2. The hyperbaric oxygen patient treatment system as recited in claim 1, wherein said inflatable enclosure is adapted to be opened such that the patient is substantially uncovered.

3. The hyperbaric oxygen patient treatment system as recited in claim 2, wherein said inflatable enclosure comprises at least one port, said port being adapted to interface a standard patient care modality through said inflatable enclosure while substantially maintaining the internal pressure of said inflatable enclosure.

4. The hyperbaric oxygen patient treatment system as recited in claim 3, wherein at least one said port comprises an electrical connector.

5. The hyperbaric oxygen patient treatment system as recited in claim 3, wherein at least one said port comprises an intravenous tube connector.

6. The hyperbaric oxygen patient treatment system as recited in claim 3, wherein at least one said port comprises a respiratory aid device connector.

7. The hyperbaric oxygen patient treatment system as recited in claim 3, wherein at least one said port comprises a bodily waste management device connector.

8. The hyperbaric oxygen patient treatment system as recited in claim 1, wherein said mattress system is adapted to compensate for the increased pressure within said inflatable enclosure during hyperbaric treatments.

9. The hyperbaric oxygen patient treatment system as recited in claim 8, wherein said mattress system comprises a plurality of inflatable cushions.

10. The hyperbaric oxygen patient treatment system as recited in claim 9, wherein each said inflatable cushion comprises a transversely oriented elongate cell.

11. The hyperbaric oxygen patient treatment system as recited in claim 10, wherein said plurality of inflatable cushions forms a low air loss patient support surface.

12. The hyperbaric oxygen patient treatment system as recited in claim 11, wherein said mattress system is adapted to produce intermittent pressure differentials between adjacent transversely oriented elongate cells.
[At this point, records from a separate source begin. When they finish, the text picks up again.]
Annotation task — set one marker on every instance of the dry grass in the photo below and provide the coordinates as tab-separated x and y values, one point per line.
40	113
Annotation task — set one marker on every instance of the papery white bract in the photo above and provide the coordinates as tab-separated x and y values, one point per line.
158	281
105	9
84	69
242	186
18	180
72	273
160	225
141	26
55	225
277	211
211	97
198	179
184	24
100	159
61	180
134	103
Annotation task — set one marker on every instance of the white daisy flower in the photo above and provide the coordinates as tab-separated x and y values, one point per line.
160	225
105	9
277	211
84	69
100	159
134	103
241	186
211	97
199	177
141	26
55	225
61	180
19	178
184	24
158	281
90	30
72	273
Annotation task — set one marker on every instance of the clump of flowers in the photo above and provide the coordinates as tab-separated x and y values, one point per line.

13. The hyperbaric oxygen patient treatment system as recited in claim 1, wherein said mattress system is adapted to increase the internal pressure within said inflatable cushion in response to an increase in the internal pressure within said inflatable enclosure and said mattress system is adapted to decrease the internal pressure within said inflatable cushion in response to a decrease in the internal pressure within said inflatable enclosure.

14. The hyperbaric oxygen patient treatment system as recited in claim 13, said treatment system further comprising:

a control system for effecting a desired interface pressure between said inflatable cushion and the patient and maintaining said desired interface pressure in the face of changing internal pressure within said inflatable enclosure.
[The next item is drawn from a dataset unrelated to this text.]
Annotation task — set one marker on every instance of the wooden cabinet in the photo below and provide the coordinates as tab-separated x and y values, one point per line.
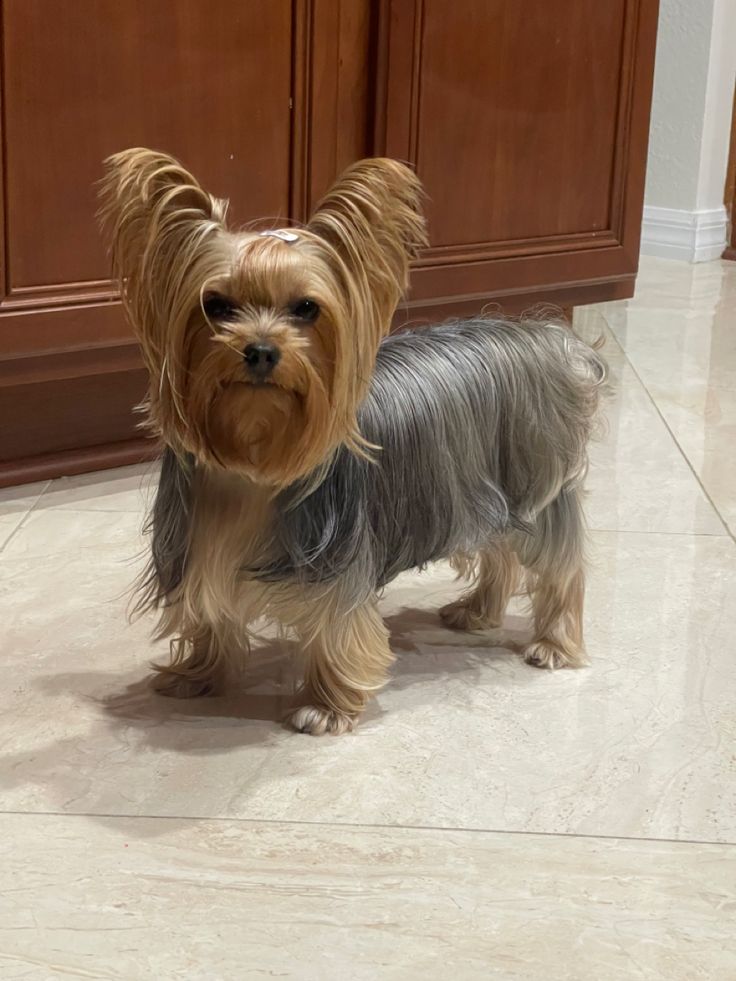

15. The hyperbaric oxygen patient treatment system as recited in claim 1, wherein said inflatable cushion comprises a low air loss cell.

16. The hyperbaric oxygen patient treatment system as recited in claim 1, wherein said mattress system further comprises a source of pressurized gas in fluid communication with said inflatable cushion and located substantially within said inflatable enclosure.

17. The hyperbaric oxygen patient treatment system as recited in claim 16, wherein said source of pressurized gas comprises an air pump.

18. The hyperbaric oxygen patient treatment system as recited in claim 16, wherein said source of pressurized gas is adapted to produce hyperbaric pressure within said inflatable enclosure.

19. The hyperbaric oxygen patient treatment system as recited in claim 16, said treatment system further comprising:

a substantially airtight electrical passage from within to without said inflatable enclosure, said electrical passage being adapted to provide operable communication with said source of pressurized gas for the control of said source of pressurized gas.

20. The hyperbaric oxygen patient treatment system as recited in claim 1, wherein:

said inflatable enclosure forms a substantially circular cross section in the longitudinal direction when said inflatable enclosure is pressurized; and

said inflatable cushion of said mattress system is located within said inflatable enclosure at a lower chord substantially below the horizontal diameter of said inflatable enclosure's longitudinal cross section.